Mask wearing on Red Deer transit buses will be mandatory, says city council

Council is still discussing whether it should be expanded to other indoor public spaces

A mandatory mask-wearing bylaw for Red Deerians who ride on public transit buses was approved by city council on Monday.

But city councillors — who received more than 200 emails and phone calls on the “divisive” issue” — chose not to make any decision on whether mask-wearing should be mandated in other public places.

Council instead tabled this portion of the proposed bylaw. It will be discussed again only if local COVID-19 cases dramatically escalate, or if the city gets this direction from Alberta’s chief medical officer of health.

So far, Alberta’s government has been largely silent whether masks should be made mandatory in public indoor spaces, leaving this decision up to the province’s 352 municipalities. This was criticized by city councillors, who wanted more provincial direction.

Red Deer’s Mayor Tara Veer said the transit decision is much more straight-forward since physical distancing of two metres is impossible to maintain at certain times of day on crowded city buses.

As buses fall under the city’s jurisdiction and Alberta’s chief medical officer of health has recommending mask-wearing when appropriate distancing is not possible, it makes sense to make masks on buses mandatory as of Aug. 31, said Veer.

Coun. Lawrence Lee believes the unanimously approved masks-on-buses bylaw also “meshes nicely with the provincial mandate for masks for Grade 4 to 12 students.” He noted 1,300 mostly high school students a day ride city buses to classes in the city.

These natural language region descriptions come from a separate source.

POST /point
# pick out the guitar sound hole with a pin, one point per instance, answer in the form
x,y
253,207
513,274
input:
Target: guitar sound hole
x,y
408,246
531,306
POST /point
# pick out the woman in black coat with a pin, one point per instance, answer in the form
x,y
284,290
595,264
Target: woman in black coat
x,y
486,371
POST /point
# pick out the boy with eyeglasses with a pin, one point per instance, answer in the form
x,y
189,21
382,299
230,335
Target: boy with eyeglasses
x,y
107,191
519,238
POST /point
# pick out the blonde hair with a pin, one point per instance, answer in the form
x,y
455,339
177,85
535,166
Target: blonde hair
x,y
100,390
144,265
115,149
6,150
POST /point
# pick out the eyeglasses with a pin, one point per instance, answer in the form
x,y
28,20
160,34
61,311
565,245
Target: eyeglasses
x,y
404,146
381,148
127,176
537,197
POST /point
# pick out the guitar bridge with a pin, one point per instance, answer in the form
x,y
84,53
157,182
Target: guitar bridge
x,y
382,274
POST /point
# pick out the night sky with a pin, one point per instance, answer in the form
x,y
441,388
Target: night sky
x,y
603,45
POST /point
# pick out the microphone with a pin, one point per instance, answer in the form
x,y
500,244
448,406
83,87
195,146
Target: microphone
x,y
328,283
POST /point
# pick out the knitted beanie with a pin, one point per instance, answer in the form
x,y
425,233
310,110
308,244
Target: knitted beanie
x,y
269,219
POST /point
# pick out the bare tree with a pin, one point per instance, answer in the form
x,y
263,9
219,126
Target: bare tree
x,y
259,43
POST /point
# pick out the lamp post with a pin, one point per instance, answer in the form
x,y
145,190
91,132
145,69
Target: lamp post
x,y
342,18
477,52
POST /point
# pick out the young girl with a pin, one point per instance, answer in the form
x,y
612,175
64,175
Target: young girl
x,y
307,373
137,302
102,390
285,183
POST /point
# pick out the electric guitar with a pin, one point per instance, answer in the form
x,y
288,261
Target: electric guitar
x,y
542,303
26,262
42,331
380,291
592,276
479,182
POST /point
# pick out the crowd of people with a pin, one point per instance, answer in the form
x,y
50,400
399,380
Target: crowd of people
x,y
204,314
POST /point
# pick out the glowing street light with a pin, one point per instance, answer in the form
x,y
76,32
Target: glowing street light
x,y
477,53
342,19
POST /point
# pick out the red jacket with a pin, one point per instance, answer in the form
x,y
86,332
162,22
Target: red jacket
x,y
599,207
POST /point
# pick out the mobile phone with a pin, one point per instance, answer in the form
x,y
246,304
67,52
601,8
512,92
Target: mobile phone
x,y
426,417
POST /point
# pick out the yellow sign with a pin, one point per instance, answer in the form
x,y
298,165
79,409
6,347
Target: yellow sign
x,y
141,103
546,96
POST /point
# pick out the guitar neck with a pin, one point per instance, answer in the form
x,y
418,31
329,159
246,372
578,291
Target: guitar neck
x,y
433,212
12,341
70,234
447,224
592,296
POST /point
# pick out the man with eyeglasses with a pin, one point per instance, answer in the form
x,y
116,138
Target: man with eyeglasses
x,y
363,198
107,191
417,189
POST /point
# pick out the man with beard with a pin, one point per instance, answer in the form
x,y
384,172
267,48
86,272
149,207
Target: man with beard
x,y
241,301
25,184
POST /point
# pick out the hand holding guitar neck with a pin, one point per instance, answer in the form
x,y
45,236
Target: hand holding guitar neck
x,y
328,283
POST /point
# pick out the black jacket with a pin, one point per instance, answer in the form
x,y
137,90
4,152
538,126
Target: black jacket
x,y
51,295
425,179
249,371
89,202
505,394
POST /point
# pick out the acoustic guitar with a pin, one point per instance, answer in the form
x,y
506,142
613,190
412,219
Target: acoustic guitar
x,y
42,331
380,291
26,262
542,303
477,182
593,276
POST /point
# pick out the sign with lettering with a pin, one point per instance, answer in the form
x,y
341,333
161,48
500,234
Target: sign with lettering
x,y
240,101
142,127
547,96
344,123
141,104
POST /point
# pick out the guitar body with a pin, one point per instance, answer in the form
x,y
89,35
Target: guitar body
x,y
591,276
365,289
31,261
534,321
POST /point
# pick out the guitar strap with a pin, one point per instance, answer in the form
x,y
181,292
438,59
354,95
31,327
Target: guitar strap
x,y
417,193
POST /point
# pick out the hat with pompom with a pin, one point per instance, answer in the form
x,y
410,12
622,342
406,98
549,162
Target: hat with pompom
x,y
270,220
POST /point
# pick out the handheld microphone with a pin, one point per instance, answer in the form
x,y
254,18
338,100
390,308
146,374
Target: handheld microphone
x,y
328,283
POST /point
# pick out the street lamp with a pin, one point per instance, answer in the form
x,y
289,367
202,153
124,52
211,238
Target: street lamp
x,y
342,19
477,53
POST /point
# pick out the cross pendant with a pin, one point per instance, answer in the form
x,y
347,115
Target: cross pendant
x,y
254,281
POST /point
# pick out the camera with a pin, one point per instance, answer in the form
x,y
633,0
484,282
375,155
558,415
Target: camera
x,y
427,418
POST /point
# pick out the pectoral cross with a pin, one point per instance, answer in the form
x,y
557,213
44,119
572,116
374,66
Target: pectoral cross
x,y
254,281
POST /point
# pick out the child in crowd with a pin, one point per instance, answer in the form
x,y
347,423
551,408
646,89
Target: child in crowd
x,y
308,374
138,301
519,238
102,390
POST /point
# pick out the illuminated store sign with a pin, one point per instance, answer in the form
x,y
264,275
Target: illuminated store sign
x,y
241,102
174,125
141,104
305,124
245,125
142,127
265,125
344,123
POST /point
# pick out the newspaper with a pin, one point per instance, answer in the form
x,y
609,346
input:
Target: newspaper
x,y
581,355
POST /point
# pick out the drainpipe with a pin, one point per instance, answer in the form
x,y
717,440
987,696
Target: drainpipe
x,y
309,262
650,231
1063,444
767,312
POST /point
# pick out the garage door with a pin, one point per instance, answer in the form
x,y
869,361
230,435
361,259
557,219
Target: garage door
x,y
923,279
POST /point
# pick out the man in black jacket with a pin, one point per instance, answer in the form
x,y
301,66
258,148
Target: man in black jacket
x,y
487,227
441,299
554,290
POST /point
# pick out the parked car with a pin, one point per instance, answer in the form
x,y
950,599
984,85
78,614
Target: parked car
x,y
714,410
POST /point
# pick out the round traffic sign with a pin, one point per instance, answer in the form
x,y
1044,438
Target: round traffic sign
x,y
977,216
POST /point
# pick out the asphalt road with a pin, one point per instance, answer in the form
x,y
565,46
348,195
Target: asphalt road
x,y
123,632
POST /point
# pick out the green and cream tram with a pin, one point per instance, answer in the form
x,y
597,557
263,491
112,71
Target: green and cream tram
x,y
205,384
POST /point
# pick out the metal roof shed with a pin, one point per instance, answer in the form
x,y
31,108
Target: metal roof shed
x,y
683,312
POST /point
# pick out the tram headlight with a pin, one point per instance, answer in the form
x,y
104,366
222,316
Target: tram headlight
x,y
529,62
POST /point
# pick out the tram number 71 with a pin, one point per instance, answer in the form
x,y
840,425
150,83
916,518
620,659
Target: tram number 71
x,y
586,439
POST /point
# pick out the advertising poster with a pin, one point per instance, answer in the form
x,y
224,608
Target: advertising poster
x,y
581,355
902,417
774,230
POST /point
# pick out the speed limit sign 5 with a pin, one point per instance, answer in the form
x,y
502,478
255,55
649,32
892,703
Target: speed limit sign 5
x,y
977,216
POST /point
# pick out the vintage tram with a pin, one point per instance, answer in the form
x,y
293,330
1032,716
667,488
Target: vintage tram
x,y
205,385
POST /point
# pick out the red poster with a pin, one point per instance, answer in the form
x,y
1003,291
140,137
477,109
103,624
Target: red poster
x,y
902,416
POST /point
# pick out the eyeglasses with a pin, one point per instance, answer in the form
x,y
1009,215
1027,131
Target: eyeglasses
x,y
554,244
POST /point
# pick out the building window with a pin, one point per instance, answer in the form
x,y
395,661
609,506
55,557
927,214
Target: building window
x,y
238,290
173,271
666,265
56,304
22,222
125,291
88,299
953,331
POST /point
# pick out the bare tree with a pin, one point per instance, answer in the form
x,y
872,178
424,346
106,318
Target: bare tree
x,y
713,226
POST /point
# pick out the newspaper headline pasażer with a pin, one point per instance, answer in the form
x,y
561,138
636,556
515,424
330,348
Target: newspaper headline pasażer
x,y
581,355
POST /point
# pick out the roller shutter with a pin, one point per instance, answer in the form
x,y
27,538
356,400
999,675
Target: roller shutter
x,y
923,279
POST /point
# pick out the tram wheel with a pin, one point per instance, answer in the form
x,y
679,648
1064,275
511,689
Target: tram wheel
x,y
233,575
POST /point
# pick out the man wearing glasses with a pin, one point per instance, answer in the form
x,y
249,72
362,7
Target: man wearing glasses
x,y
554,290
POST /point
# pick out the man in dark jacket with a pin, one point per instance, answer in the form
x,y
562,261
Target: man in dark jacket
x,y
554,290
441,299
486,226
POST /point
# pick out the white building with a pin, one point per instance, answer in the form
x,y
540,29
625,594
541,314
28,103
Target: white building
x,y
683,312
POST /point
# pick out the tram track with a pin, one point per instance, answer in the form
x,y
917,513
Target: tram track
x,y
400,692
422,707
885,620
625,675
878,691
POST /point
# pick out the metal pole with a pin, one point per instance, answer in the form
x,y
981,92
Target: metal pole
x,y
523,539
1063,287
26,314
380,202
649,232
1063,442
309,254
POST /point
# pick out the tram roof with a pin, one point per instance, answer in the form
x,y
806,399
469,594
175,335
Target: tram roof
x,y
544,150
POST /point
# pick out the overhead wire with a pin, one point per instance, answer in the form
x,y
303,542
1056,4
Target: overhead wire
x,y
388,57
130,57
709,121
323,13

As of the last day of this month, wearing masks is a must for all transit users older than 10.

Exceptions will be made for people who are struggling with phobias about covering their mouths and noses, or who have physical disabilities that make face-coverings impossible. It has not yet been determined whether a medical letter would be needed, or or just a personal statement would be enough for an exemption, noted city manager, Allan Seabrooke.

Those who simply refuse to wear a mask will face fines of $50.

The City of Red Deer’s administration had also recommended a mandatory face mask bylaw for all indoor public spaces if the number of COVID-19 cases rises to 25 or more per 100,000 people.

So far the most active cases that Red Deer has ever had is 14.

Coun. Dianne Wyntjes called for a safety-first, common sense approach, saying “the virus likes cold weather and crowds and this is preparing for what is coming ahead.”

Coun. Ken Johnston argued that mandatory mask wearing could help keep cases down when COVID-cases begin to climb this fall and winter, and protect those in high risk groups — such as Coun. Frank Wong, who has chronic lung disease.

Coun. Tanya Handley first tried to raise the number referred to in the bylaw to 50 active cases in the city. But she later sided with her colleagues Vesna Higham and Buck Buchanan who stated they could not support any kind of mandatory mask in public spaces bylaw.

Some reasons given were the lack of testing done on the efficacy of masks and because most Red Deerians are already so good about voluntarily wearing them.

Seabrooke said Red Deer has, so far, had among the lowest viral cases in the province. He credited Red Deerians for following public safety guidelines, including wearing masks whenever maintaining a space of two metres between people is not possible.

When Buchanan asked how mask-wearing on public transit would be enforced if a passenger absolutely refuses to wear a face-covering, Seabrooke said that will also have to be determined.